Becoming a New York City Sanitation Worker


by


NARR:

Tommy Conley doesn't mind the cold weather, the smell, the heavy lifting … or the noise of the garbage truck….

(AMB)

Eight years ago, he quit his job as a paramedic and applied to become a New York City sanitation worker.

He passed the test, spent about one year on waiting list, then landed a job.

Conley says the work IS messy, but ultimately worth it.

ACT: (Tommy Conley)

"That's the price you pay for the higher pay, the higher salary. The salary I was making before wasn't enough to live in New York."

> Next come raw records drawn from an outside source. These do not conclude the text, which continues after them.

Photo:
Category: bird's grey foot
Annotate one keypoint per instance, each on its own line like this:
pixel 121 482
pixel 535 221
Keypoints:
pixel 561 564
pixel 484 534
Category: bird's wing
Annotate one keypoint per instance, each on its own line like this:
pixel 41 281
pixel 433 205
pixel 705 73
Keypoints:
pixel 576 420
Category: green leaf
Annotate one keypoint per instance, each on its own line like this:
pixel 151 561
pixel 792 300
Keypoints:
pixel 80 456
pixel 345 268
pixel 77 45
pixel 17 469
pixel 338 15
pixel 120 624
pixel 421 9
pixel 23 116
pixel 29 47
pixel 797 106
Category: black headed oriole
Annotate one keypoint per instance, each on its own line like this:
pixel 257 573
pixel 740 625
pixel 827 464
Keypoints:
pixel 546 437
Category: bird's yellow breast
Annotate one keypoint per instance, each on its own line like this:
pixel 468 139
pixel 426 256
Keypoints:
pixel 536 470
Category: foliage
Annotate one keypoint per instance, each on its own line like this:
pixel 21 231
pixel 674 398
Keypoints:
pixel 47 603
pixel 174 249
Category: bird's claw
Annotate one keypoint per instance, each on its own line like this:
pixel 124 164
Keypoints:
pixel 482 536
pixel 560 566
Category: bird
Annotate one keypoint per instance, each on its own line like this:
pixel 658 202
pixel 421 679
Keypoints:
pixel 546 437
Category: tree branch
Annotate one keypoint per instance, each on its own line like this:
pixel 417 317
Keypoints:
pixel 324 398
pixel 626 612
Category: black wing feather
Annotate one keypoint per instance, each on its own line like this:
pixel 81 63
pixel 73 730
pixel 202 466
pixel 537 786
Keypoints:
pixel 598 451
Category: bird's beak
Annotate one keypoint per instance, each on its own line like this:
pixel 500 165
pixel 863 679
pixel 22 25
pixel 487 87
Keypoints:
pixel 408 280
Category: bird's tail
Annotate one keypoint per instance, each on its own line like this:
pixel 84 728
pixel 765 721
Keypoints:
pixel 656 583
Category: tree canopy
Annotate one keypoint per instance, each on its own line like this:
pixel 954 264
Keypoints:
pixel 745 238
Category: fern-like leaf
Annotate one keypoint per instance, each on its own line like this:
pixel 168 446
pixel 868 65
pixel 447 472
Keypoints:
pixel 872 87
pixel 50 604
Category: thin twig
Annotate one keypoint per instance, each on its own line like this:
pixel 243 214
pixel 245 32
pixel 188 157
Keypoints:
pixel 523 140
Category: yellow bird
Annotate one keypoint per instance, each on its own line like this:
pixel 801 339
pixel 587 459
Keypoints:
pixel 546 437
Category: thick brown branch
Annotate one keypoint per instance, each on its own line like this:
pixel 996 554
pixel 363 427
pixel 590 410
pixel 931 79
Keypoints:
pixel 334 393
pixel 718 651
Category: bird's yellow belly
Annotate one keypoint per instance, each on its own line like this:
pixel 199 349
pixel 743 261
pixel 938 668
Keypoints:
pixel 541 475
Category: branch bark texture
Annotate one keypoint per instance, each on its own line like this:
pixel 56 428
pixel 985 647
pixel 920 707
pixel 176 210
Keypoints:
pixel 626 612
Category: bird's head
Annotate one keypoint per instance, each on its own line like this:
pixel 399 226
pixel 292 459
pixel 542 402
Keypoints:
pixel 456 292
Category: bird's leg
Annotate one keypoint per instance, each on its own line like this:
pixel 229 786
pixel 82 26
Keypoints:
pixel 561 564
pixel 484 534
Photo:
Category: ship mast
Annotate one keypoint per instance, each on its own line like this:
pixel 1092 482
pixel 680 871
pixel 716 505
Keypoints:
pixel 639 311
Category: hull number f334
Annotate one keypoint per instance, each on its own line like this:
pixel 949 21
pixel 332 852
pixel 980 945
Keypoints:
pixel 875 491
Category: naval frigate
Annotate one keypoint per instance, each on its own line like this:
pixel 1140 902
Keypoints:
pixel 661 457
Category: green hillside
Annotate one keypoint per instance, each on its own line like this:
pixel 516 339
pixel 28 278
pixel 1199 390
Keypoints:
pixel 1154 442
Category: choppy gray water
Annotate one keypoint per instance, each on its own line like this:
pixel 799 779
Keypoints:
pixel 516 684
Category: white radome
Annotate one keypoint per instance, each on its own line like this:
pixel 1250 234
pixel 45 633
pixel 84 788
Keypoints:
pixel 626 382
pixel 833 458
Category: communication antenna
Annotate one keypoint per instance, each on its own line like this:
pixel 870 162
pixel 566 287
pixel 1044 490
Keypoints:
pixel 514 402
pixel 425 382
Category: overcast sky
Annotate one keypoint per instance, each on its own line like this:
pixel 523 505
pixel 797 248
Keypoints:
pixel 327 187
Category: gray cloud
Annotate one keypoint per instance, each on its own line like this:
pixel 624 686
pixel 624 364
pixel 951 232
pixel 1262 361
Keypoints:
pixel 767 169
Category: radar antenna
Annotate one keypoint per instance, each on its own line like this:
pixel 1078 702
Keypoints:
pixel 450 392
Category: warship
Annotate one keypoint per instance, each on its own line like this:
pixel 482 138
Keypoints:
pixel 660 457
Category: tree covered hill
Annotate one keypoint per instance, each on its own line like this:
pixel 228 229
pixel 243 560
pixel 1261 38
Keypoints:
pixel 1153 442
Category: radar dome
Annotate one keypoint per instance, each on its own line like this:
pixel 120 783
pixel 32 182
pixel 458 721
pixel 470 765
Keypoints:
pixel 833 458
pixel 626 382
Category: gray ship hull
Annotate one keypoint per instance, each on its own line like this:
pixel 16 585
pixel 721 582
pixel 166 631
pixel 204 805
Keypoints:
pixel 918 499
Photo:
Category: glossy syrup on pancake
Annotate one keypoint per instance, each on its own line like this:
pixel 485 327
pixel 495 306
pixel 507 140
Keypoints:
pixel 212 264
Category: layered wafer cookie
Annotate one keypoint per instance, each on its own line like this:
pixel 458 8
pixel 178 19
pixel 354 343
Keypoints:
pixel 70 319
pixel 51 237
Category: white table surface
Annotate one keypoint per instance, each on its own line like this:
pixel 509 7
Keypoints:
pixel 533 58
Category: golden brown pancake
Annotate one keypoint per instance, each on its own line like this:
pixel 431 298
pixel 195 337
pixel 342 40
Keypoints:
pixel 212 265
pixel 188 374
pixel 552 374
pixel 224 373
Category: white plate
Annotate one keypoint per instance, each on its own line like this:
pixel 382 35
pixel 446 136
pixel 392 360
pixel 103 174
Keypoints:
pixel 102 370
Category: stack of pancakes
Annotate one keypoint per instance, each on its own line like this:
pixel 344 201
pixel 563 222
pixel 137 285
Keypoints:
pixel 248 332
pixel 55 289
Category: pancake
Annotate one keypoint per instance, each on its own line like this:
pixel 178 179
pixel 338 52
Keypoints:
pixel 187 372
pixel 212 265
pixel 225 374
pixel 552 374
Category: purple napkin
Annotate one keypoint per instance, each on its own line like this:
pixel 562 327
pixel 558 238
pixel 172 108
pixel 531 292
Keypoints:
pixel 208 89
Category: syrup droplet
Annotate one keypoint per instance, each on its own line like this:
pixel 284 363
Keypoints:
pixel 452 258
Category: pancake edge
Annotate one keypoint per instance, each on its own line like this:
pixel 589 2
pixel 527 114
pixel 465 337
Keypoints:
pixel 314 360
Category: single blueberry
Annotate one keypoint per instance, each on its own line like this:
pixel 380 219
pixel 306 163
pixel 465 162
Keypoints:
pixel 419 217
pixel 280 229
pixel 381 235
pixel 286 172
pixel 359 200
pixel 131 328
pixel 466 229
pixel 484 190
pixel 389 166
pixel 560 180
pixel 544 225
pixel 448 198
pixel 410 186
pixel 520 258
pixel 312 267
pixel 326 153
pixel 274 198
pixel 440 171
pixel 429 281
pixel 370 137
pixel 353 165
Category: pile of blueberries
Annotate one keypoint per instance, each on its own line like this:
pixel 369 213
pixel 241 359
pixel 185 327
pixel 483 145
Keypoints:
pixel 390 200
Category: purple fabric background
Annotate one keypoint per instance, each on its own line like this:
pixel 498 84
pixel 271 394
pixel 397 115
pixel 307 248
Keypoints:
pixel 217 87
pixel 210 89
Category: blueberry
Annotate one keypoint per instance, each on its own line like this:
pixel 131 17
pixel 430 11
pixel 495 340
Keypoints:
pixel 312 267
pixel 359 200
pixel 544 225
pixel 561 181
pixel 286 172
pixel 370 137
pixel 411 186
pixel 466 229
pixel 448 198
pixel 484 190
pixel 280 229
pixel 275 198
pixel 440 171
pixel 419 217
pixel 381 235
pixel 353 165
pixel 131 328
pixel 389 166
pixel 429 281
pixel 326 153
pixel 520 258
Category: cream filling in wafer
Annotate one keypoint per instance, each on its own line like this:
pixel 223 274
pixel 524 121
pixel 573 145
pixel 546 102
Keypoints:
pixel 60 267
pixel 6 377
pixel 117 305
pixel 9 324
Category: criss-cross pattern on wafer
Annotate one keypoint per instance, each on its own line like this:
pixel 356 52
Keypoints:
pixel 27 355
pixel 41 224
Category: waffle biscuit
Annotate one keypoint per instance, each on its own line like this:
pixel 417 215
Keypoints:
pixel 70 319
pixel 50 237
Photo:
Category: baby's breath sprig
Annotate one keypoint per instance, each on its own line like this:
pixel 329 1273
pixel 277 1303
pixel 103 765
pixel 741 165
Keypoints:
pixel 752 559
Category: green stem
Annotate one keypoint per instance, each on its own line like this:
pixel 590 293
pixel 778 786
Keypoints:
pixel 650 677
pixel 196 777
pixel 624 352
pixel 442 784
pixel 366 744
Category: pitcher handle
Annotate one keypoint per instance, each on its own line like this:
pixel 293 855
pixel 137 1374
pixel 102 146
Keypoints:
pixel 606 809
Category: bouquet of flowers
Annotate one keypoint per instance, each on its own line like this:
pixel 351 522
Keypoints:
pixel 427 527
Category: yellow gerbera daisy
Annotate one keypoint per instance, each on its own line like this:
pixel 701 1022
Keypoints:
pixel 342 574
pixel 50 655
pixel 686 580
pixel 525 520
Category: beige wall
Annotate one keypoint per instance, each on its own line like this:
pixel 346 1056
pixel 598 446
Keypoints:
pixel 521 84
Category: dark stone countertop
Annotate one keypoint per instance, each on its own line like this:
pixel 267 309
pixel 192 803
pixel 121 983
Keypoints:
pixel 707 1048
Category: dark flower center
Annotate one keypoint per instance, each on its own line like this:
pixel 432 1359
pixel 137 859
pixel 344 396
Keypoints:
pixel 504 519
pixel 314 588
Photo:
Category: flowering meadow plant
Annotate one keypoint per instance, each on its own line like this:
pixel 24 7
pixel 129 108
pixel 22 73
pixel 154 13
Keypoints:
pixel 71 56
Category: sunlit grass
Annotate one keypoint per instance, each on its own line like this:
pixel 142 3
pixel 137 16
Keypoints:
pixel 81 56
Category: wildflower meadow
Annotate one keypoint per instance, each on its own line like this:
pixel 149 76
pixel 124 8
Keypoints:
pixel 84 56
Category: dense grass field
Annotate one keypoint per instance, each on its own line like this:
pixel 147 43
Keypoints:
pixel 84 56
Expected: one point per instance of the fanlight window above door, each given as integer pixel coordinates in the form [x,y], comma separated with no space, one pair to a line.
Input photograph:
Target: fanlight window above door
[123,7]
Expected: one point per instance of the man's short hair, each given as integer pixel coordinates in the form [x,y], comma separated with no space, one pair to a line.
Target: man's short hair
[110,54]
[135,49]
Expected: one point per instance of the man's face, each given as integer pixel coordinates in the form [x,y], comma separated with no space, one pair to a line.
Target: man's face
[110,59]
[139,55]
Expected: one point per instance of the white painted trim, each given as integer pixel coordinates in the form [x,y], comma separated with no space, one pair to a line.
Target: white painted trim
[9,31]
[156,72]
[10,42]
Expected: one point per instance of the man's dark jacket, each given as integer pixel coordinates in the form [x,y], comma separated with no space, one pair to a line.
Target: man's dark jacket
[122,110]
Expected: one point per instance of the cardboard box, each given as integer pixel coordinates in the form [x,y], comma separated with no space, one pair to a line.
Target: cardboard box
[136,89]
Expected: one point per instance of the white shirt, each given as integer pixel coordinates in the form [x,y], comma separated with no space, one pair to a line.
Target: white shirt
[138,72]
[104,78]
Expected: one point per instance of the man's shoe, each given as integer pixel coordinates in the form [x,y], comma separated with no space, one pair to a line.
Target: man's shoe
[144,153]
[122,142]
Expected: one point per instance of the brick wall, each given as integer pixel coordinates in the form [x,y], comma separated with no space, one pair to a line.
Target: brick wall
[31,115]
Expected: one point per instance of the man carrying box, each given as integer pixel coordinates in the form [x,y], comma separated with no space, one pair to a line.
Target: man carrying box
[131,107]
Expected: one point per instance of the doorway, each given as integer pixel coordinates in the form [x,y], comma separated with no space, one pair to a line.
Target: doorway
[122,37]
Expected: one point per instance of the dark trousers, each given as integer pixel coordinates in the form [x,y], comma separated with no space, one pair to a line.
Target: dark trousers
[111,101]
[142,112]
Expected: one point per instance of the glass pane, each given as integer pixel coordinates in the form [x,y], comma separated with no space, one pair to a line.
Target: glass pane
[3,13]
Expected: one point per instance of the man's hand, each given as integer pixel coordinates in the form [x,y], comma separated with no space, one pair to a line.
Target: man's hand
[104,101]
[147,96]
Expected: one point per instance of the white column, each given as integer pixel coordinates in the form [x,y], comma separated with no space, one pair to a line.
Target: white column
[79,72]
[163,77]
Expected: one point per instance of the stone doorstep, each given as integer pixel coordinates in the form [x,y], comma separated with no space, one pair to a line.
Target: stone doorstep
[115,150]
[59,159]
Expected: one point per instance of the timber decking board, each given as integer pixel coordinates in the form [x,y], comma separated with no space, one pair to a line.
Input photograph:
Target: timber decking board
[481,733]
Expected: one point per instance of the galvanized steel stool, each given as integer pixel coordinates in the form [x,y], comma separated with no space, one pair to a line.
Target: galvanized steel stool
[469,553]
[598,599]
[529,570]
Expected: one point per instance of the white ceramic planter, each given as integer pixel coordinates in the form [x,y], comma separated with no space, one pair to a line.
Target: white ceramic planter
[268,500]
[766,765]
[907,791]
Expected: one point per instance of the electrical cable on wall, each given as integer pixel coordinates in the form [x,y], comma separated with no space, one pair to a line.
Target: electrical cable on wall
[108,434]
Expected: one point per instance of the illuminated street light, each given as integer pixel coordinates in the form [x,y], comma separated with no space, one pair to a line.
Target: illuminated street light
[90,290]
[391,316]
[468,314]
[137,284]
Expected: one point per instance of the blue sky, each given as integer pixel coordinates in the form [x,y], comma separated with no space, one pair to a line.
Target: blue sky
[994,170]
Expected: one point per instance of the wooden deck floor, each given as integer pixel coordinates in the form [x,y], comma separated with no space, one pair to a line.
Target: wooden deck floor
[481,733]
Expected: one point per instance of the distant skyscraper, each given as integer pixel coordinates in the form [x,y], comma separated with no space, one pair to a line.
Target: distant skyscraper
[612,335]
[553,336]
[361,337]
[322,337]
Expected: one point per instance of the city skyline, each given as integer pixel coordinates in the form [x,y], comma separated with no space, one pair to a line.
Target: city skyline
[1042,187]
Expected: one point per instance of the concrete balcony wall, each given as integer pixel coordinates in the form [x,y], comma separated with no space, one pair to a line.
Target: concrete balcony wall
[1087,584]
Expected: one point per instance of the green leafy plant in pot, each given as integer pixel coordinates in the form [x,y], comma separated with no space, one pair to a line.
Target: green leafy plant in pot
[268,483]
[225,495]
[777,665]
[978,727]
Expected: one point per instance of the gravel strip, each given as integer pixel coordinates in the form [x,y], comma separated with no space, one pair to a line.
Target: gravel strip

"As long as you give your body enough time to rest, it's a good paying job. I like it."

NARR: NARR:

The starting salary of a sanitation worker is $26,000 - a little more than what a beginning police officer makes. After 5 and half years of service, sanitation salaries can reach nearly $60,000.

That may be why for the past four years… 22,000 New Yorkers have sat on a waiting list … all wanting the chance to haul trash and plow snow for the largest city in America.

By law … the sanitation department must offer a new test every four years. That's why the test is being offered this summer, even though about 14,000 workers still remain on the waiting list from 2003.

Once again, the test is proving as popular as the one given to would-be police officers and fire fighters…

The city says that's because workers are attracted to the pay, the pension …AND the prestige.

ACT: (Mark Daly)

"Working for the city of New York is considered certainly a step up,

That's Mark Daly, the spokesman for city's administrative services department, which runs the sanitation worker test.

Around the country by anyone else who is a police officer, a fire fighter or sanitation worker … we're among the largest departments in the world when it comes to those three jobs… anyone who wants to work in best city to work in, applies to work in New York."

NARR:

Daly said he expects even more applicants than in 2003 ….

Only a week and a half into the application period, the form to apply for the test had been downloaded 150,000 times from city websites.

Candidates must be at least 21 years old, have a high school diploma, and possess a commercial driver's license to operate the trucks. Applicants then sit for the three-and-a-half hour written exam. Daly says the questions are designed to measure general abilities that are needed on the job …

ACT: (:35) Mark Daly

"The questions themselves usually involve being given a scenario, or situation that a sanitation might experience and then having to answer several questions about it … It may be you're on a street, you see a problem in advancing your truck … what's the best thing to do … or what are the different types of trash.

NARR:

The applicants that score highest on the test, get the first shot at talking the next step … Daly says that's a physical exam to make sure they can do the heavy lifting …

ACT: (:30) Mark Daly

"It is designed to reflect the actual physical tasks that a sanitation worker performs when they are out in the street …picking up heavy trash cans, carrying them, throwing items in the can into the back of a sanitation truck…carrying the can back, lifting heavy weights …things like that. So people who take the written test and pass it get a description of the test before… so they can prepare themselves."

Anyone who is interested in applying to take the sanitation worker test can find out more information by visiting nyc.gov ….. or stoping by their local sanitation garage.

This is Ellen Gabler, Columbia Radio News.